Interchange, which has about $700 million of assets, competes with big New York City banks such as Chase Manhattan Corp.
As a result of this big-time competition, Interchange spends about $1 million a year on advertising in local newspapers and on cable television and using billboards on buses. That is far more than the average community bank spends.
Interchange's slogan is, "Making your money make money for you."
Interchange also trains employees to make every contact with the customer pleasant.
"When they see your name, they should realize that you are what you represent that you are," he said. "The image has to be based on substance, the actual experience the customer has with employees."
Mr. Abbate says the branding has helped his bank gain stature in the marketplace.
"Even though I'm a community banker and I'm competing against these monoliths of banking, I'm getting my fair share of business," Mr. Abbate says. "Branding has helped because it's a simple message. If you do a good job, then when people think of
a bank, they think of Interchange."
But Mr. Abbate has also been instrumental in developing a generic brand campaign for all community banks. In 1996, the IBAA launched a logo and slogan for its members.
The slogan was "Your community bank, on your corner, in your corner," and the logo was a diamond with four different colors.
"We wanted people to know that when the logo was on the door of a community bank, they'd be treated the same no matter where they were in the country," Mr. Abbate says. "It was an effort to create brand identity for community banks."
Whether a bank uses the IBAA logo, its own, or both, it is important to be consistent, one banker says.
"You repeat key words and pictures in your advertising constantly and other places like brochures, letterhead, and employee communications," says Don Piercy, senior vice president of marketing, sales and facilities at InterWest Bank, a $2.4 billion-asset bank in Oak Harbor, Wash.

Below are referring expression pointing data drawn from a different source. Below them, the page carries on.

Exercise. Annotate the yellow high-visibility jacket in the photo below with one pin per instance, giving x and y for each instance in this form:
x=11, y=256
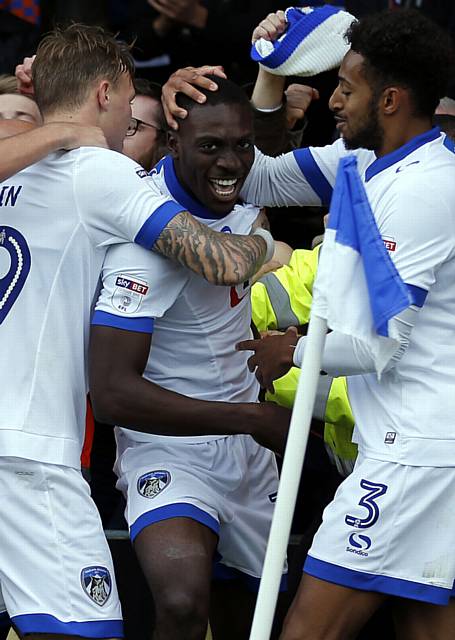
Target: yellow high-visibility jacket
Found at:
x=281, y=299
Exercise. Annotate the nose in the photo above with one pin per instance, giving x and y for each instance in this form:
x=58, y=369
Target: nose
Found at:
x=229, y=160
x=335, y=102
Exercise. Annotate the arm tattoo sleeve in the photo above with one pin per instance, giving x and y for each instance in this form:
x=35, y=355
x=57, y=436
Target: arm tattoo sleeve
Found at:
x=220, y=258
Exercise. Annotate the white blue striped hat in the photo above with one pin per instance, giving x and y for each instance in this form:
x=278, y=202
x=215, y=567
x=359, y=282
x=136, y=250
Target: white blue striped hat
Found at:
x=313, y=42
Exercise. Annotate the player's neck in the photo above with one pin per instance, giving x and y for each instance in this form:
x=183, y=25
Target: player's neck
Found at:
x=400, y=133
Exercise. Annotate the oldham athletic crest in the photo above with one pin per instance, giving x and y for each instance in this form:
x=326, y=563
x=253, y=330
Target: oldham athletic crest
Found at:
x=152, y=483
x=97, y=584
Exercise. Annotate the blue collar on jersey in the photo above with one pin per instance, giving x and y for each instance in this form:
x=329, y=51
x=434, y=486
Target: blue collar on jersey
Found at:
x=182, y=196
x=399, y=154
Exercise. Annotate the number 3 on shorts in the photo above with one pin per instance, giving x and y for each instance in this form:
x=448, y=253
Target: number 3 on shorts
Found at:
x=374, y=491
x=15, y=261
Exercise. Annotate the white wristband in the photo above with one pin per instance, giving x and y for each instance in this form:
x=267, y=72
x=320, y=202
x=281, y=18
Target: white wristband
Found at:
x=267, y=236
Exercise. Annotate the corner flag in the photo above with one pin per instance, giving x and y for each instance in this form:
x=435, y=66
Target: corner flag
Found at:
x=358, y=288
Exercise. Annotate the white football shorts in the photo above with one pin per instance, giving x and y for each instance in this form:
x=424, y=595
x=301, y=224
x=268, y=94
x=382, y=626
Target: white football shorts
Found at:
x=56, y=570
x=390, y=529
x=227, y=484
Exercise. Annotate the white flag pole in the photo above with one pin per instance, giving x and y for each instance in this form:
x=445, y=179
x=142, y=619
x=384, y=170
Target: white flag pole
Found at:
x=291, y=471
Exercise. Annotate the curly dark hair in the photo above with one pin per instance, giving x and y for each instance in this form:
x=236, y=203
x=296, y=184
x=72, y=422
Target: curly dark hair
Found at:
x=404, y=48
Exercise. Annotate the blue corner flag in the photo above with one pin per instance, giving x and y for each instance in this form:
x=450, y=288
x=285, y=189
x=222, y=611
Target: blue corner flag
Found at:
x=358, y=288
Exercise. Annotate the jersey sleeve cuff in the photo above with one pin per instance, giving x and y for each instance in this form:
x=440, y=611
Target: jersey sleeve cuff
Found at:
x=314, y=176
x=153, y=226
x=140, y=325
x=298, y=353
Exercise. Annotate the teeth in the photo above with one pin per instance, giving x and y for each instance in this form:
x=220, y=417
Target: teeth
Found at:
x=225, y=183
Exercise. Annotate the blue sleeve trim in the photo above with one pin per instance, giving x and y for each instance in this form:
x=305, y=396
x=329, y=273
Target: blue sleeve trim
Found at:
x=224, y=573
x=45, y=623
x=418, y=295
x=4, y=619
x=141, y=325
x=371, y=582
x=177, y=510
x=318, y=182
x=154, y=225
x=300, y=26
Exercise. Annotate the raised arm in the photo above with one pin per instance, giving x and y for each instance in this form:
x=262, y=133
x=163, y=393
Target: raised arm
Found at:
x=220, y=258
x=120, y=395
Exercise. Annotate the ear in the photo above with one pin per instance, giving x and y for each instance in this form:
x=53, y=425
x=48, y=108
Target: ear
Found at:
x=392, y=99
x=102, y=94
x=173, y=143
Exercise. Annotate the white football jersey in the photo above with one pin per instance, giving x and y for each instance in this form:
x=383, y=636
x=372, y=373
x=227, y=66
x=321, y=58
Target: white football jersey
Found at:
x=408, y=415
x=57, y=219
x=195, y=324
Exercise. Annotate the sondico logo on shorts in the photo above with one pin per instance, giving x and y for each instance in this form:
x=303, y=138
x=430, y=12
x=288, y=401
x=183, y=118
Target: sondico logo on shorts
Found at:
x=358, y=544
x=97, y=584
x=152, y=483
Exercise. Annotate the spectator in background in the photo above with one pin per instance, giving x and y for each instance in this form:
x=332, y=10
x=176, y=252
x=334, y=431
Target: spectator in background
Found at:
x=19, y=31
x=178, y=33
x=15, y=106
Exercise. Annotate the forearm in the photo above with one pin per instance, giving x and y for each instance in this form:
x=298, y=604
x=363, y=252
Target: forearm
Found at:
x=347, y=356
x=268, y=90
x=150, y=408
x=20, y=151
x=220, y=258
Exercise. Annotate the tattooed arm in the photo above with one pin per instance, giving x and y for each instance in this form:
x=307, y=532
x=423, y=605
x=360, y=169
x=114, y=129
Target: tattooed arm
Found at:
x=220, y=258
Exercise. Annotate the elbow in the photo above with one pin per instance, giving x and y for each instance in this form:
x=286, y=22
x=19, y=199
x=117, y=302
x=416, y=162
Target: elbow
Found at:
x=107, y=403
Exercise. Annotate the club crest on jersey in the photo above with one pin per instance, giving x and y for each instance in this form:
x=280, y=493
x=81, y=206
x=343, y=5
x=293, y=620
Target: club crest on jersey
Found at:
x=152, y=483
x=15, y=262
x=97, y=584
x=389, y=243
x=128, y=293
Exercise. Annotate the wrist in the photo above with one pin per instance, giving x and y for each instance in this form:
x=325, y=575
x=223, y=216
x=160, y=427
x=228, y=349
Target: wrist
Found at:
x=297, y=353
x=268, y=90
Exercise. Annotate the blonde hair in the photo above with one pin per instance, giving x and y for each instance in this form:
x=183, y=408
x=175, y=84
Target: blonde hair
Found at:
x=69, y=60
x=8, y=84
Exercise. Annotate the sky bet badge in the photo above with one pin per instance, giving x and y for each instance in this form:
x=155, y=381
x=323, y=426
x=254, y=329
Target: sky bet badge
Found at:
x=152, y=483
x=128, y=294
x=97, y=584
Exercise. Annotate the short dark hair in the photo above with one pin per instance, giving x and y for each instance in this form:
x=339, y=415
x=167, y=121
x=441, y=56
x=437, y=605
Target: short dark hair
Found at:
x=446, y=122
x=405, y=48
x=228, y=93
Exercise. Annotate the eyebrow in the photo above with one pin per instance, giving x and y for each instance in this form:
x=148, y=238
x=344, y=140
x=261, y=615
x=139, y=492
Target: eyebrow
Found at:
x=341, y=79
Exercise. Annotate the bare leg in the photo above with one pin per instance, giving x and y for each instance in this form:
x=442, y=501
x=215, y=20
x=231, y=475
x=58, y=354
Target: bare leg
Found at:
x=325, y=611
x=232, y=609
x=423, y=621
x=176, y=557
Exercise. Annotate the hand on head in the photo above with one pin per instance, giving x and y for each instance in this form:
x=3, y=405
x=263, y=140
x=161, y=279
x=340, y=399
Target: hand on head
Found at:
x=270, y=28
x=23, y=74
x=272, y=358
x=186, y=81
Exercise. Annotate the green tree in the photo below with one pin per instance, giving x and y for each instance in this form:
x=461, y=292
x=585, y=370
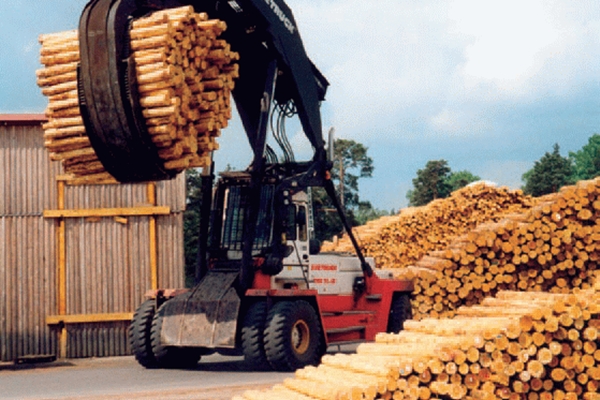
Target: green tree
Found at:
x=586, y=162
x=350, y=163
x=191, y=223
x=548, y=174
x=365, y=212
x=431, y=183
x=460, y=179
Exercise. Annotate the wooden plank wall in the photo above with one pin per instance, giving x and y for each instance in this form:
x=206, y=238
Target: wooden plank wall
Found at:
x=108, y=260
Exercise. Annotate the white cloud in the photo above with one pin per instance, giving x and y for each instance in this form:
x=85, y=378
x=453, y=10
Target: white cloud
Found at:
x=512, y=40
x=445, y=65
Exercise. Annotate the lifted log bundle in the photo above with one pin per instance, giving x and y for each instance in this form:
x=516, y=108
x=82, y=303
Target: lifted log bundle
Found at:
x=185, y=75
x=517, y=345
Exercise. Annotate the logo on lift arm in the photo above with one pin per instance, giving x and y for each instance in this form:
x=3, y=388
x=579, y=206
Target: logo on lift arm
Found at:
x=281, y=15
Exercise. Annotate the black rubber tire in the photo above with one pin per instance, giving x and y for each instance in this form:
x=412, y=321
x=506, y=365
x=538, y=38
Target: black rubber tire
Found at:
x=139, y=334
x=252, y=336
x=169, y=356
x=400, y=311
x=292, y=336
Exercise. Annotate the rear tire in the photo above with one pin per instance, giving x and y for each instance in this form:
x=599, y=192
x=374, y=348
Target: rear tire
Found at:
x=170, y=356
x=292, y=336
x=253, y=335
x=139, y=334
x=400, y=311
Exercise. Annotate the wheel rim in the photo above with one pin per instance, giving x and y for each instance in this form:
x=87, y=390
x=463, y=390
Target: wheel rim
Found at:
x=300, y=337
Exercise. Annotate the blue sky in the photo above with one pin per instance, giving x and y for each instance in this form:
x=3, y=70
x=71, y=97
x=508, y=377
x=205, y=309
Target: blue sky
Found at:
x=488, y=86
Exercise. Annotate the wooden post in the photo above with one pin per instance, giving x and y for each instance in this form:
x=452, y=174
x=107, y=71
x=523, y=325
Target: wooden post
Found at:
x=62, y=269
x=151, y=193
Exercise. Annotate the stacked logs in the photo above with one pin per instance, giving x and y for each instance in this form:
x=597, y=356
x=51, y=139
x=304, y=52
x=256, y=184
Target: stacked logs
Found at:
x=517, y=345
x=554, y=247
x=184, y=76
x=407, y=237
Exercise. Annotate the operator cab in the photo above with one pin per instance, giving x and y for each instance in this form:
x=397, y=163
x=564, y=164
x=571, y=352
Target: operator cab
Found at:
x=302, y=265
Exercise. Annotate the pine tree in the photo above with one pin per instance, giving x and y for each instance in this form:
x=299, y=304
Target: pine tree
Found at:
x=431, y=183
x=548, y=174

InterWest Bank's slogan is, "Home Town Bank," which it include in its radio spots. The bank spends about $1.5 million in advertising and employs mostly radio but will sometimes advertise in publications such as the Puget Sound Business Journal.
Mr. Piercy says his branding strategy is also tied to civic volunteerism.
"You want to get participation by employees at senior citizens' homes or to build a wheelchair ramp, or reading to children.
"That gives a good feeling in the community," Mr. Piercy says.
Ms. Fairley is a freelance writer in New York.